There were final meetings with friends and colleagues, exit interviews with the bishop and archdeacon, and a farewell interview with the editor of the diocesan newspaper (who had first interviewed me a quarter of a century before for the local daily newspaper). There were lunches and dinners and meetings for coffee or a beer. And some not-really-last chance meetings with my daughters. There was a farewell reception for the parish. And we had final appointments with our doctor and cancelled upcoming appointments with our dentist. And of course we had to say goodbye to neighbours.

One funny sort of goodbye that I experienced was unknown to anyone else but myself, as I began to realize that I was going to a familiar place for the last time. Should I say goodbye to the cashier at the grocery store? To my usual barista? The waitress at our usual pub? The letter carrier? It's funny in all of these semi-anonymous interactions how one makes a connection even if we never get much beyond facial recognition and pleasantries.

Goodbyes were often a mixture of emotions. People always said kind things. Some presented gifts, generally quite unexpectedly and always thoughtfully. These stimulated happy feelings, and a sense of being appreciated and cared for. But there was also the feeling of sadness, not for the past, but for a future that we had always taken for granted and that was now gone.

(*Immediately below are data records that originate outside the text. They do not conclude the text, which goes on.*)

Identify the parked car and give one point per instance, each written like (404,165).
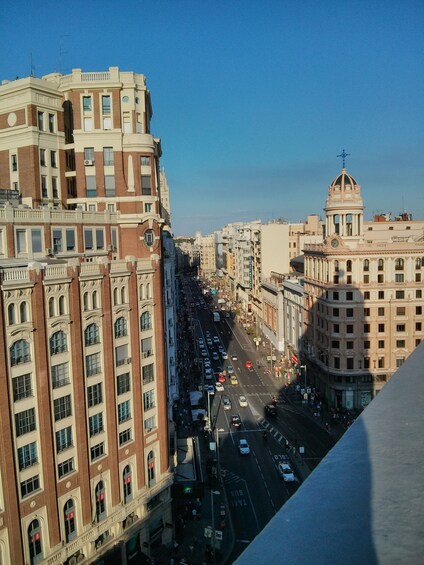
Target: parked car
(235,420)
(244,447)
(242,401)
(270,410)
(226,403)
(286,472)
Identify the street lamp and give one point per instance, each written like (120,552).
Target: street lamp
(304,368)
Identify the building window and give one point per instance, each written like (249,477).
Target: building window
(95,424)
(110,186)
(34,542)
(65,467)
(146,185)
(70,521)
(120,327)
(27,455)
(29,486)
(52,123)
(151,472)
(148,374)
(86,103)
(123,383)
(22,387)
(127,483)
(58,343)
(91,335)
(124,411)
(60,375)
(107,156)
(146,321)
(149,400)
(125,436)
(399,264)
(63,439)
(100,501)
(20,353)
(97,451)
(40,121)
(90,186)
(93,364)
(25,422)
(62,407)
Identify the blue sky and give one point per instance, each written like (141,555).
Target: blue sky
(253,100)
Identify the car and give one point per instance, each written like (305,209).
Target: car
(270,410)
(244,448)
(286,472)
(242,401)
(226,403)
(235,420)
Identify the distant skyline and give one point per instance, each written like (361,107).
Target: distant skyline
(253,100)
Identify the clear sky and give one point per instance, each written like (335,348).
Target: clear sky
(253,99)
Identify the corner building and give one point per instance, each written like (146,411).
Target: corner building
(84,459)
(363,298)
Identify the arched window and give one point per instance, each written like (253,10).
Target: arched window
(58,343)
(146,321)
(399,264)
(19,352)
(127,483)
(120,327)
(151,472)
(100,501)
(62,309)
(34,542)
(23,312)
(91,334)
(11,314)
(70,521)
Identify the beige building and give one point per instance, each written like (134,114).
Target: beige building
(84,464)
(363,297)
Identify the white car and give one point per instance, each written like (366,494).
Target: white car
(242,401)
(244,447)
(286,472)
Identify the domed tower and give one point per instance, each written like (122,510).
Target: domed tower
(344,208)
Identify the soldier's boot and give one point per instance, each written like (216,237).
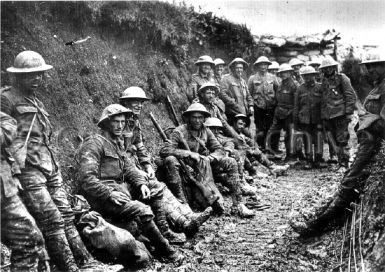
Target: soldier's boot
(161,222)
(191,225)
(161,244)
(60,253)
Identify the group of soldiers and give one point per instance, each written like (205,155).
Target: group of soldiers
(213,152)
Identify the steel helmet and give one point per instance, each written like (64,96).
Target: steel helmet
(308,70)
(273,66)
(213,122)
(208,85)
(29,62)
(262,59)
(219,62)
(295,61)
(328,62)
(196,107)
(238,60)
(244,117)
(205,59)
(285,68)
(134,93)
(112,110)
(374,56)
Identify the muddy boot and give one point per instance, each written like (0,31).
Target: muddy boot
(161,222)
(191,226)
(162,246)
(79,250)
(60,253)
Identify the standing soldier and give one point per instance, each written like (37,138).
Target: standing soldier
(307,114)
(110,181)
(338,103)
(297,64)
(283,114)
(234,92)
(18,229)
(203,75)
(196,145)
(133,99)
(370,133)
(40,177)
(262,86)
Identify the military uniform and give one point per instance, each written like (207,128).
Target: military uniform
(283,114)
(263,90)
(18,229)
(307,115)
(44,194)
(338,101)
(207,145)
(235,94)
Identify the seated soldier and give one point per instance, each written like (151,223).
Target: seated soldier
(193,144)
(178,213)
(216,127)
(253,153)
(109,180)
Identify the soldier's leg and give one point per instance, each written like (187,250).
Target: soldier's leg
(60,198)
(174,181)
(20,233)
(48,217)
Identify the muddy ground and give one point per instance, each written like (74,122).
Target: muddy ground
(267,242)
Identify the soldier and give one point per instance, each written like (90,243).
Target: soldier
(110,181)
(283,114)
(18,229)
(370,133)
(234,92)
(40,177)
(307,114)
(203,75)
(263,86)
(253,153)
(273,68)
(338,103)
(133,99)
(297,64)
(194,144)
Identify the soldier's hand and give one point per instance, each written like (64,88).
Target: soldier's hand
(150,171)
(119,198)
(145,191)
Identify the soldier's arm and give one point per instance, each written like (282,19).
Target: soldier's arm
(88,159)
(171,148)
(349,94)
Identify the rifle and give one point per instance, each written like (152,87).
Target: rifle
(172,110)
(209,195)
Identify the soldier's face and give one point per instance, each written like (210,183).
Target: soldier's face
(376,71)
(238,70)
(135,105)
(310,78)
(239,125)
(263,67)
(285,75)
(30,81)
(196,120)
(205,68)
(219,69)
(117,124)
(209,95)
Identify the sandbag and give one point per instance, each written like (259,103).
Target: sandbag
(118,242)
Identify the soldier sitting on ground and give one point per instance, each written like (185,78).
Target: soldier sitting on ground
(195,144)
(110,181)
(253,153)
(180,214)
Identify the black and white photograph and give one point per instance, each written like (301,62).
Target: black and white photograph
(192,136)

There is, of course, a new future to look forward to, which I embrace, but more of that is really what this blog is about.

In the meantime, goodbye, Montreal. Au revoir.

About this blog

This is the chronicle of a Montrealer moving to Edmonton. Although I'm writing primarily for family and friends, other humans (and robots) might discover it, so allow me to introduce myself briefly.

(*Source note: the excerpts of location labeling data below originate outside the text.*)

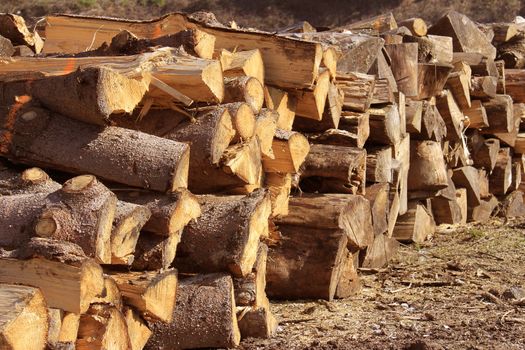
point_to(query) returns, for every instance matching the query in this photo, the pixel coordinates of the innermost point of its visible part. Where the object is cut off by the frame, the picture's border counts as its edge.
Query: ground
(463, 289)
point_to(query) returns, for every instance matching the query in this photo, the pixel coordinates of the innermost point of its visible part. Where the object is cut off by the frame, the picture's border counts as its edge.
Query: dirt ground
(463, 289)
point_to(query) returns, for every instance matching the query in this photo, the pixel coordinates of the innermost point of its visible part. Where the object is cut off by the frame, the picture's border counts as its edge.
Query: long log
(226, 236)
(68, 280)
(334, 169)
(347, 213)
(204, 316)
(307, 55)
(36, 136)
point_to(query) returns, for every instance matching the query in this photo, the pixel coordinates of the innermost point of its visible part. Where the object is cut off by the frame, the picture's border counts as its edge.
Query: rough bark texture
(204, 316)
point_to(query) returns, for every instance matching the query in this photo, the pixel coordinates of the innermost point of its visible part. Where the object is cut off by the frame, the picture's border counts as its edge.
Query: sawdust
(464, 289)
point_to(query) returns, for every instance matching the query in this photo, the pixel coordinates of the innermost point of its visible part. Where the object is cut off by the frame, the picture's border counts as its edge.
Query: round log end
(79, 184)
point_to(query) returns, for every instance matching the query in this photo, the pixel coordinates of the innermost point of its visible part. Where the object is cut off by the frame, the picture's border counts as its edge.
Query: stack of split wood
(192, 170)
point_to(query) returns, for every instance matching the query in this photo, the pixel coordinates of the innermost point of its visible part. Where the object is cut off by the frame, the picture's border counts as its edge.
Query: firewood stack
(192, 170)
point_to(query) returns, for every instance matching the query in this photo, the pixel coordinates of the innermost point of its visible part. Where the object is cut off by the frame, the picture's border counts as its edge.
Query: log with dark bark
(68, 280)
(225, 237)
(306, 263)
(24, 320)
(13, 27)
(347, 213)
(32, 180)
(468, 177)
(385, 126)
(46, 139)
(151, 293)
(244, 89)
(334, 169)
(290, 149)
(169, 213)
(416, 225)
(129, 220)
(427, 168)
(102, 327)
(204, 316)
(155, 252)
(465, 34)
(379, 253)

I lived in Montreal for 31 years, the last 20 years as a priest in the Anglican DIocese of Montreal, then accepted a new job as Executive Archdeacon of the Anglican Diocese of Edmonton. My appointment took effect today, 1 January 2012, and my wife and I arrived in Edmonton on Boxing Day. Over the next several posts I'll talk about the process of making the transition to a new city and a new life. Hope you enjoy it.